Saturday, February 11, 2012

Remembering Willem Kolff

Willem Johan "Pim" Kolff died February 11, 2009 – or 3 years ago today. He invented the dialysis machine. And, more generally, he was a pioneer in the development of artificial organs. 

At the time of his death many obituaries were published -- I will excerpt several of them. Here is one that describes his early life: 

“Dr. Kolff was born in the Netherlands on February 14, 1911. His father, Jacob Kolff, was a medical doctor and the director of a tuberculosis sanatorium in the town of Beekbergen, the Netherlands. Following in his father's footsteps Willem decided on a medical career. He studied medicine at the University of Leiden and graduated with his medical degree in 1938.

Following his graduation he did postgraduate work at the University of Groningen, from which he received the Ph.D. cum laude, in medicine in 1946. Between his graduation from the University of Leiden with the medical degree and the awarding of his Ph.D. from the University of Groningen was the Second World War. He apparently managed to stay clear of much of the disruption caused by the war by practicing medicine in the town of Kampen in the province of Overyssel in the Eastern part of the Netherlands.

"I wanted to make an artificial kidney that would save people. I was convinced that I could do it, and I clung to it until it was done."

During his time in Kampen, Kolff became motivated to develop the artificial kidney because of a 22 year old man who was dying from renal failure. 

The New York Times obituary relates the story:

“As a young physician at the University of Groningen in the Netherlands in 1938, Dr. Kolff watched a young man die a slow, agonizing death from temporary kidney failure. He reasoned that if he could find a way to remove the toxic waste products that build up in the blood of such patients, he could keep them alive until their kidneys rebounded.

Fig. 1: Museum Boerhaave Kolff's Artificial Kidney
For his first experiment, Dr. Kolff filled sausage casings with blood, expelled the air, added a kidney waste product called urea and agitated the contraption in a bath of salt water. The casings were semipermeable. Small molecules of urea could pass through the membrane, while larger blood molecules might not. 

In five minutes, all the urea had moved into the salt water. The concept for building an artificial kidney was born.”

The NY Times obituary continues: “The device was an exemplar of Rube Goldberg ingenuity. 

It consisted of 50 yards of sausage casing wrapped around a wooden drum set into a salt solution (Fig. 1). The patient’s blood was drawn from a wrist artery and fed into the casings. The drum was rotated, removing impurities. To get the blood safely back into the patient, Dr. Kolff copied the design of a water-pump coupling used in Ford motor engines. Later he used orange juice cans and a clothes washing machine to build his apparatuses. 

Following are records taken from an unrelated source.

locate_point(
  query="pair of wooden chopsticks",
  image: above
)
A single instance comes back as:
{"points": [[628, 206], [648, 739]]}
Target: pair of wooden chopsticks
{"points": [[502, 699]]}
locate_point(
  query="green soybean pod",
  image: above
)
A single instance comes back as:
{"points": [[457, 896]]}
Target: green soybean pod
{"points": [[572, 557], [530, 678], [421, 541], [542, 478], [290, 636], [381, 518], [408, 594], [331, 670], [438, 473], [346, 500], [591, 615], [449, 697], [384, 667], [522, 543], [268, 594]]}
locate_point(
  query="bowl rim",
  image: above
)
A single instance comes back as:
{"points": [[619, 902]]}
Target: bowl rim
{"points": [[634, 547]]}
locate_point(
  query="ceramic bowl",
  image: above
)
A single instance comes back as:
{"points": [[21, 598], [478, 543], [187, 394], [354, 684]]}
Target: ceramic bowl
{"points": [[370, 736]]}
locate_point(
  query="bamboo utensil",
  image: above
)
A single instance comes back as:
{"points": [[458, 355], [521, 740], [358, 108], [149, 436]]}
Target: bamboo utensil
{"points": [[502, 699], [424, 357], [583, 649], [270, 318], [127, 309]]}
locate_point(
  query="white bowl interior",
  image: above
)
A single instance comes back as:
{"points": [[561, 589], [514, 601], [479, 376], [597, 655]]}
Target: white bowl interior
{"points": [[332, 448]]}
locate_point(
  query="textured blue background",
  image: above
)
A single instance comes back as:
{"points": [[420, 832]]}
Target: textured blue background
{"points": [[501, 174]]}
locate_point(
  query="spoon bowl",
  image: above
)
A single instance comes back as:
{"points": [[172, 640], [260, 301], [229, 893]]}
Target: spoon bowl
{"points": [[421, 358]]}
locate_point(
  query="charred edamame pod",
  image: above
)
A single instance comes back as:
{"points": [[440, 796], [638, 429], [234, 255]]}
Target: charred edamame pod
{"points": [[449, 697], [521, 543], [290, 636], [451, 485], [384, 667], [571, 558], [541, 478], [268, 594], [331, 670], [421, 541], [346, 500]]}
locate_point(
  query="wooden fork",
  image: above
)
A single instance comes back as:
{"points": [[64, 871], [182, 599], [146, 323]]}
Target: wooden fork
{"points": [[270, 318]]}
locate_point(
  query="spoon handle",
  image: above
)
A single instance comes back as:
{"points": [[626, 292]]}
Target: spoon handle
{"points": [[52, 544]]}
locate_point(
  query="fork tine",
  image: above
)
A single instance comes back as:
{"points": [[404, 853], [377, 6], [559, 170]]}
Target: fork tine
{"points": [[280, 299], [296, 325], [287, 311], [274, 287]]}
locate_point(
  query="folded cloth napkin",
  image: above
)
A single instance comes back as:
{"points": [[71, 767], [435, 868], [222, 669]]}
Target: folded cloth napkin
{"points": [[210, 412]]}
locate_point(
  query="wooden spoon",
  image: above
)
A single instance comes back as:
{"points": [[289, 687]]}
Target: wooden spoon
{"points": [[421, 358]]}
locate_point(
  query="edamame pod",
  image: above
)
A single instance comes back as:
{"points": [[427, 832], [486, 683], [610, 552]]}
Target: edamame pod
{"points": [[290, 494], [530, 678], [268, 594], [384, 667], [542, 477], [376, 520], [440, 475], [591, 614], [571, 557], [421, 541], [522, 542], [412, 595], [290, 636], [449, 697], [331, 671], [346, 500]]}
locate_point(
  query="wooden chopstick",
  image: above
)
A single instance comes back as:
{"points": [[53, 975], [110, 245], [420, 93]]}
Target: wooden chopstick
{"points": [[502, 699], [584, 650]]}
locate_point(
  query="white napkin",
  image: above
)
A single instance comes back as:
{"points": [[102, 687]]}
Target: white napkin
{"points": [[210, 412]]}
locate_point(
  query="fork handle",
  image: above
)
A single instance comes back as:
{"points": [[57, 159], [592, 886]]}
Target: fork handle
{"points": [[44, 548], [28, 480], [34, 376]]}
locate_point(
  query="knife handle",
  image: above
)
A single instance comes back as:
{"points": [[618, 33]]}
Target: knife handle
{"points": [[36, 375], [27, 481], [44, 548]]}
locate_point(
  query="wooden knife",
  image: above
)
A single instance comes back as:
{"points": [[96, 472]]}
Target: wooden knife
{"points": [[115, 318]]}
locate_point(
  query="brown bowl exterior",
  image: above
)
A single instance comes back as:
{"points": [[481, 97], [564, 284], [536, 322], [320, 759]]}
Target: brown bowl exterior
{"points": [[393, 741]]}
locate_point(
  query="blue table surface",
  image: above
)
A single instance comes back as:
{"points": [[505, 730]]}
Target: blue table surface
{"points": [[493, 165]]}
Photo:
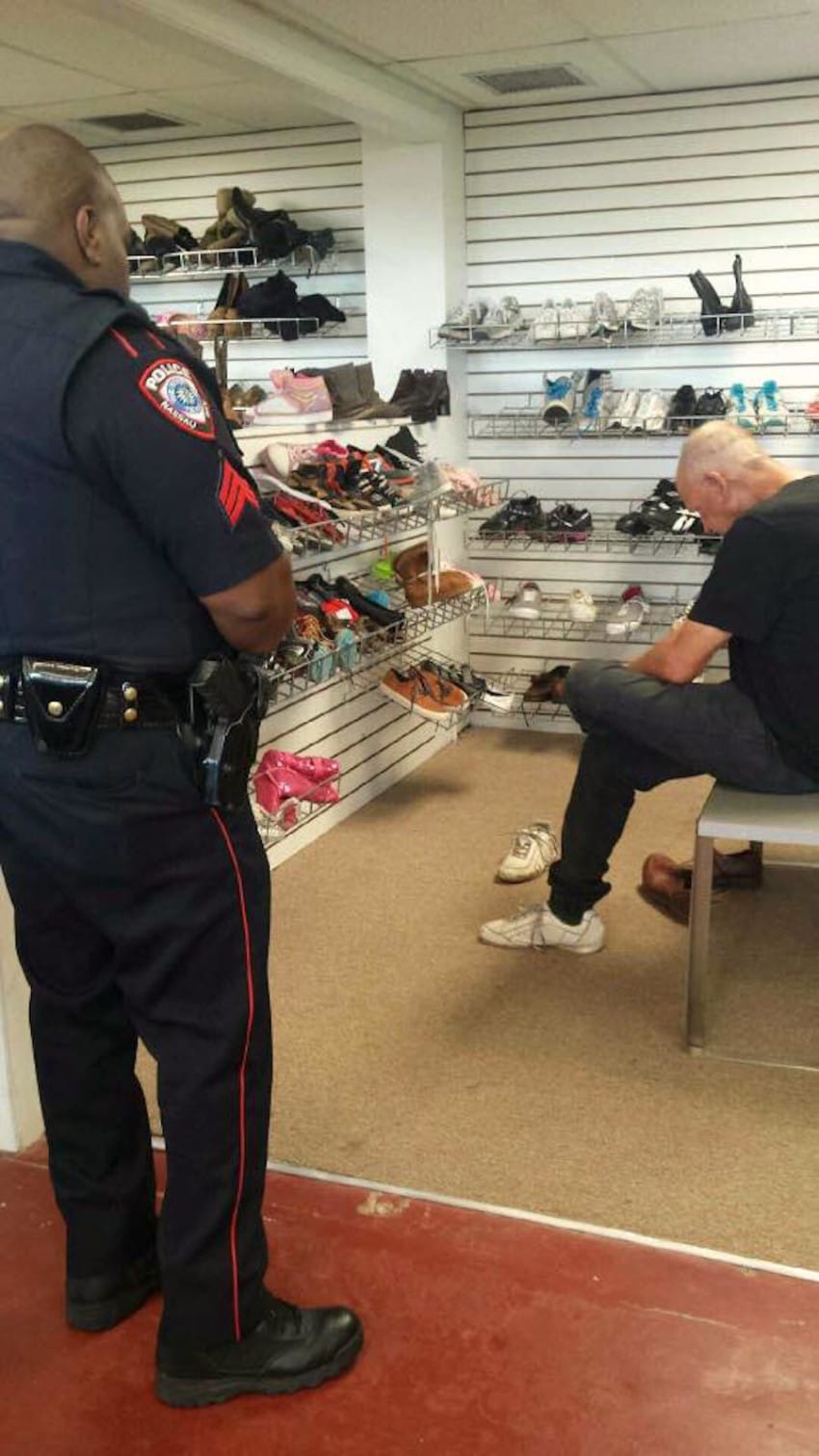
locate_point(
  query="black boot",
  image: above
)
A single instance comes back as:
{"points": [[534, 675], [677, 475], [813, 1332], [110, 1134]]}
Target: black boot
{"points": [[741, 315], [712, 310], [103, 1301], [290, 1350]]}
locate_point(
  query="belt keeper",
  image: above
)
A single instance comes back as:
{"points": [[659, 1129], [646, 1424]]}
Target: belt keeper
{"points": [[131, 698]]}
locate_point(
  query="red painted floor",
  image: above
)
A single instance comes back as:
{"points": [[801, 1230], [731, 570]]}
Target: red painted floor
{"points": [[487, 1337]]}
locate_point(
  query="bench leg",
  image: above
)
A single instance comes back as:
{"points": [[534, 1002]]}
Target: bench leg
{"points": [[699, 932]]}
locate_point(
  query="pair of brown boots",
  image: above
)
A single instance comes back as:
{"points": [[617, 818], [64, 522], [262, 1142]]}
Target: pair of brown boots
{"points": [[354, 395], [667, 886], [421, 586]]}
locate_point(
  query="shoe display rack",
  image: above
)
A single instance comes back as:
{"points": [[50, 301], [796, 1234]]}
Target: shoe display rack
{"points": [[211, 264], [554, 622], [528, 424], [601, 541], [342, 536], [771, 327], [380, 649]]}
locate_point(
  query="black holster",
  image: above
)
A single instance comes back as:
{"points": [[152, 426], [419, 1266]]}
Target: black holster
{"points": [[227, 701]]}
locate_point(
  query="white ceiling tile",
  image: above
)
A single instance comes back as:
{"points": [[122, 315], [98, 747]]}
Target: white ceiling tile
{"points": [[393, 29], [25, 77], [724, 56], [100, 47], [604, 74], [604, 17]]}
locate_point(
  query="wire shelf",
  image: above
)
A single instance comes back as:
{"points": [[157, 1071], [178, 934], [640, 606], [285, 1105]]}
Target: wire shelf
{"points": [[377, 647], [528, 424], [602, 539], [554, 621], [364, 529], [239, 330], [214, 262], [765, 325]]}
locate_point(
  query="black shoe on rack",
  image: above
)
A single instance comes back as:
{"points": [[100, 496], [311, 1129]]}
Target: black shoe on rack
{"points": [[521, 516], [403, 444], [382, 616], [290, 1350], [710, 405], [712, 309], [741, 313], [547, 687], [682, 408], [568, 523]]}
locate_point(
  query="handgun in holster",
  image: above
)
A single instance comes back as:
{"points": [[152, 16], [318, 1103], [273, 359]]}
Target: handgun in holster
{"points": [[227, 701]]}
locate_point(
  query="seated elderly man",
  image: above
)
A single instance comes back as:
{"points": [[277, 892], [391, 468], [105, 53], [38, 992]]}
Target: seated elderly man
{"points": [[650, 721]]}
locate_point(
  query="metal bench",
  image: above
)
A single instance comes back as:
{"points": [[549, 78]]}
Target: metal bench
{"points": [[764, 818]]}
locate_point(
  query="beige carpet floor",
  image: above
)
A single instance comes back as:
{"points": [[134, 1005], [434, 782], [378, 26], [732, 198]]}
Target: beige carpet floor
{"points": [[408, 1053]]}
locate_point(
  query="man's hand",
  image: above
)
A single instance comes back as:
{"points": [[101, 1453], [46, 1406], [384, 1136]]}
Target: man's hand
{"points": [[681, 654]]}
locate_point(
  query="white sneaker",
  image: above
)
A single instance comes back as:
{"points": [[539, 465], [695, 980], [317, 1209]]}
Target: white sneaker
{"points": [[527, 603], [650, 412], [533, 851], [573, 322], [645, 309], [462, 321], [502, 319], [539, 929], [545, 324], [582, 606], [624, 410], [630, 615]]}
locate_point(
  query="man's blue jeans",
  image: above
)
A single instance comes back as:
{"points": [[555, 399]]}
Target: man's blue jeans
{"points": [[642, 732]]}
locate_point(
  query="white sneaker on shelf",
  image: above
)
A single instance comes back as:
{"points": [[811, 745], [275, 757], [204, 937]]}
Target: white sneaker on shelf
{"points": [[539, 929], [462, 321], [545, 325], [502, 319], [645, 310], [527, 603], [624, 410], [533, 849], [582, 606], [630, 613], [573, 322], [650, 412]]}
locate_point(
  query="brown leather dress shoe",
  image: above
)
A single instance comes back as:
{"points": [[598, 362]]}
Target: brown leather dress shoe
{"points": [[667, 886]]}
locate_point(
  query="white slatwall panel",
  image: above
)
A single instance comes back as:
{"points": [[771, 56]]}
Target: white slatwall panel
{"points": [[568, 199], [314, 173]]}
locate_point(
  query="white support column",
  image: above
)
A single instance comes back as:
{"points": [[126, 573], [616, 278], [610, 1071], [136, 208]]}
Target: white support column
{"points": [[415, 250], [20, 1120]]}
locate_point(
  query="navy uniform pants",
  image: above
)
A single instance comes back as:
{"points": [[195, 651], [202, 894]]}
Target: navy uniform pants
{"points": [[143, 913]]}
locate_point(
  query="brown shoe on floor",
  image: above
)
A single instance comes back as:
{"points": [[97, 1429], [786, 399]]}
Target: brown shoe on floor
{"points": [[667, 886]]}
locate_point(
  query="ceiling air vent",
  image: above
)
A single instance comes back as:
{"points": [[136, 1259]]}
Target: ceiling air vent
{"points": [[133, 121], [530, 77]]}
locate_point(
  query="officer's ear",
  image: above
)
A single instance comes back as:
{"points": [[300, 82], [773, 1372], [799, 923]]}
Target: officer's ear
{"points": [[89, 235]]}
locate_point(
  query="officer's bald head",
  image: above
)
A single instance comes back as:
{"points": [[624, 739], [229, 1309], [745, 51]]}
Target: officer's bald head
{"points": [[724, 472], [56, 196]]}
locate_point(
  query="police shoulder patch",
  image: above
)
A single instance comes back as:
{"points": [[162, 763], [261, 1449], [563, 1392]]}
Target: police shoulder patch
{"points": [[174, 390]]}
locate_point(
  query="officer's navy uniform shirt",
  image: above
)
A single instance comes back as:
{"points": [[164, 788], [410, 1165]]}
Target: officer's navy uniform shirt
{"points": [[122, 490]]}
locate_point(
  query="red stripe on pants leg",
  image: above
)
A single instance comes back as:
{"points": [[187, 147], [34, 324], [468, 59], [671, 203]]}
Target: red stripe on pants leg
{"points": [[243, 1065]]}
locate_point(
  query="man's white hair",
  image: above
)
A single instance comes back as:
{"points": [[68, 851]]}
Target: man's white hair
{"points": [[722, 447]]}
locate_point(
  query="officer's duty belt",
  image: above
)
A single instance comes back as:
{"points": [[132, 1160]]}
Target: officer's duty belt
{"points": [[128, 702]]}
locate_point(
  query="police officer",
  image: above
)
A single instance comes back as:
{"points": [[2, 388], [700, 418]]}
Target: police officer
{"points": [[131, 549]]}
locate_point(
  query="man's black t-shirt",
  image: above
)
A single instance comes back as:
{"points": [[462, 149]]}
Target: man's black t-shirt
{"points": [[764, 590]]}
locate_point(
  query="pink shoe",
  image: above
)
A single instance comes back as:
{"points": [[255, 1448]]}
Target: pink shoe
{"points": [[296, 396], [317, 771]]}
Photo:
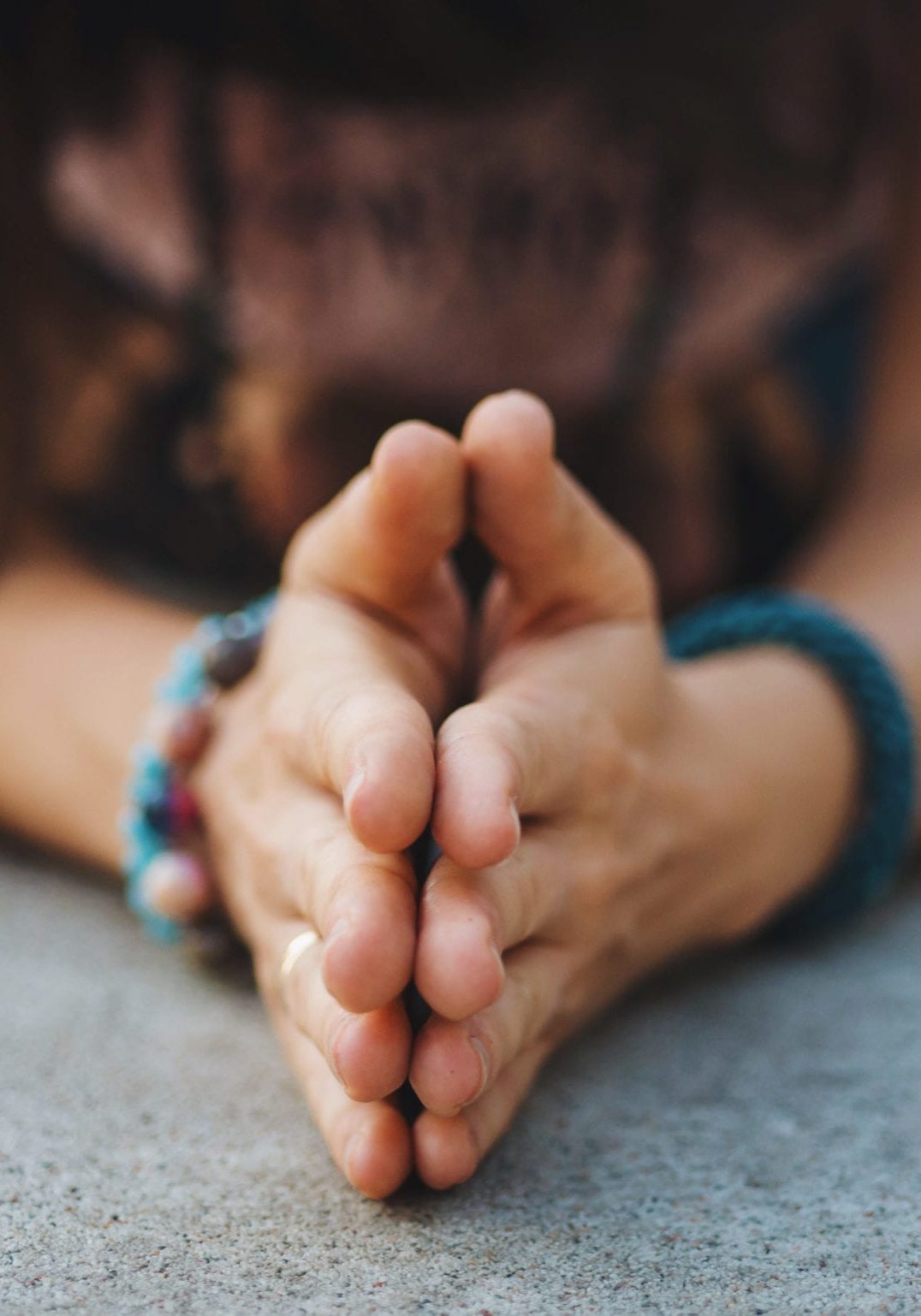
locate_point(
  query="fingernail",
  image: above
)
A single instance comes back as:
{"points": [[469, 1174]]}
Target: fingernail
{"points": [[353, 787], [332, 1051], [352, 1147], [484, 1065], [516, 819]]}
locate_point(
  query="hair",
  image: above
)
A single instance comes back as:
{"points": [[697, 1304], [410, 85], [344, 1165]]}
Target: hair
{"points": [[692, 82]]}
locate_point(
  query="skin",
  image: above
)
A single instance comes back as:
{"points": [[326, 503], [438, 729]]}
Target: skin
{"points": [[658, 809], [575, 819]]}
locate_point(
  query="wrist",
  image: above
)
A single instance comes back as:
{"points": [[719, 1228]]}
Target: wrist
{"points": [[774, 774]]}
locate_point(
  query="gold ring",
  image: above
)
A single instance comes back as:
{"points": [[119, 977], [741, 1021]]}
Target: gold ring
{"points": [[293, 951]]}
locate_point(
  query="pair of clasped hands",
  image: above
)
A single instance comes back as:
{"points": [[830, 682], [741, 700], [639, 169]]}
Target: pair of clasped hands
{"points": [[556, 797]]}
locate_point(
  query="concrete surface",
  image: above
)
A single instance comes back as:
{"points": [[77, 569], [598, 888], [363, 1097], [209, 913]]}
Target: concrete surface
{"points": [[744, 1139]]}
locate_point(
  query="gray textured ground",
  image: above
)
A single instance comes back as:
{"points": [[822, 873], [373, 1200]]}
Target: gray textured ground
{"points": [[746, 1140]]}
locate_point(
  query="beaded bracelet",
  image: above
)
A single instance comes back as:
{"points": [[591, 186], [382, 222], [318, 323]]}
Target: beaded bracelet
{"points": [[871, 858], [167, 878]]}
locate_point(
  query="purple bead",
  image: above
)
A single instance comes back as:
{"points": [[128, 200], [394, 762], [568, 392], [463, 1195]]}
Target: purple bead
{"points": [[228, 661]]}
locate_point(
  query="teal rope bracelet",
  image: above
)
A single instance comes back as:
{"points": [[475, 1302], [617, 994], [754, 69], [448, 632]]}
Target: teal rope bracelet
{"points": [[871, 860], [166, 875]]}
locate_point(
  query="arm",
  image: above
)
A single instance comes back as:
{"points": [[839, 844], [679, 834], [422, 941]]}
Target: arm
{"points": [[78, 662], [866, 560]]}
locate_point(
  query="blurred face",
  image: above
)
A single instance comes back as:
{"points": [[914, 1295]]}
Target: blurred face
{"points": [[406, 254]]}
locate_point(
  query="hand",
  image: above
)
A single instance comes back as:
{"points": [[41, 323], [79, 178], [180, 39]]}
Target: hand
{"points": [[599, 809], [323, 772]]}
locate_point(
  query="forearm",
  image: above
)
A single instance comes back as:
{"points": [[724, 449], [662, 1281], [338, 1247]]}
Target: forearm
{"points": [[867, 565], [78, 662]]}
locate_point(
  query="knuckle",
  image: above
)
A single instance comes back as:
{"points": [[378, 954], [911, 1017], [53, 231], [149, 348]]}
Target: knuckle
{"points": [[296, 564]]}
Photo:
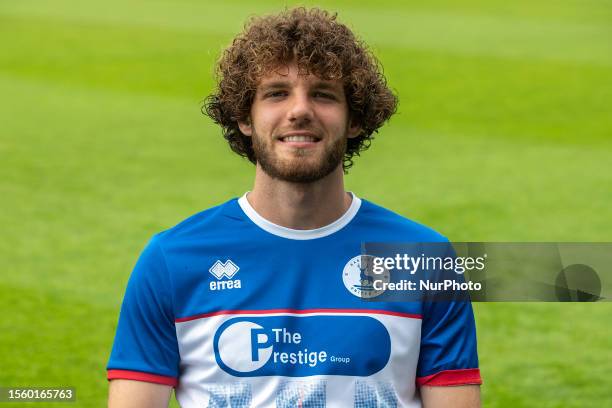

The first 15 people placed on the machine died. Dr. Kolff made refinements, including the optimum use of blood thinners to prevent coagulation. In 1945, a 67-year-old woman —who had fallen into a coma from kidney failure while in jail after the liberation — was put on the machine for a far longer period than earlier patients and lived. Her first words on coming out of the coma were, “I’m going to divorce my husband.” She did — he was against the Nazis, and she was a collaborator — and lived seven more years.

In 1947, Dr. Kolff sent one of his artificial kidneys to Mount Sinai Hospital in Manhattan and began talking to American physicians also interested in artificial organs.”

Fig. 2: Patient receiving dialysis via the Kolff-Brigham kidney
On June 11, 1948, the Kolff-Brigham kidney was used at Peter Bent Brigham Hospital in Boston, MA, and was believed to be the first application of an hemodialysis machine constructed in the US (Fig. 2). At the Cleveland Clinic, he was involved in the development of heart-lung machines to oxygenate blood and maintain heart and pulmonary function during cardiac surgery. He also improved his dialysis machine.

In 1967, Kolff became head of the University of Utah’s Division of Artificial Organs and Institute for Biomedical Engineering. It was in Utah where the first artificial heart for human use was developed using Dr. Kolff's principles. The developer was Dr. Jarvik, and the first artificial heart recipient was the California dentist Barney Clark. In 1982 the first heart transplant surgery was performed by another Dutch American, Dr. William C. DeVries. The heart received by Mr. Clark was named the Jarvik-7 artificial heart device.

Kolff also carried out research which showed that the electrical stimulation of certain parts of the brains of blind people could produce the sensation of seeing points of light. His research bore fruit when in 1999 his collaborator William Dobelle fitted a Brooklyn man with the world’s first artificial eye. 

Kolff retired officially in 1986, but he continued to work as a research professor and director of the Kolff Laboratory at the University of Utah until 1997. 

Dr. Kolff married Janke Huidekoper in 1938. There is no information available on whether the couple had children. Dr. Kolff passed away in 2009 close to his 98th birthday. He had lived a long and productive life.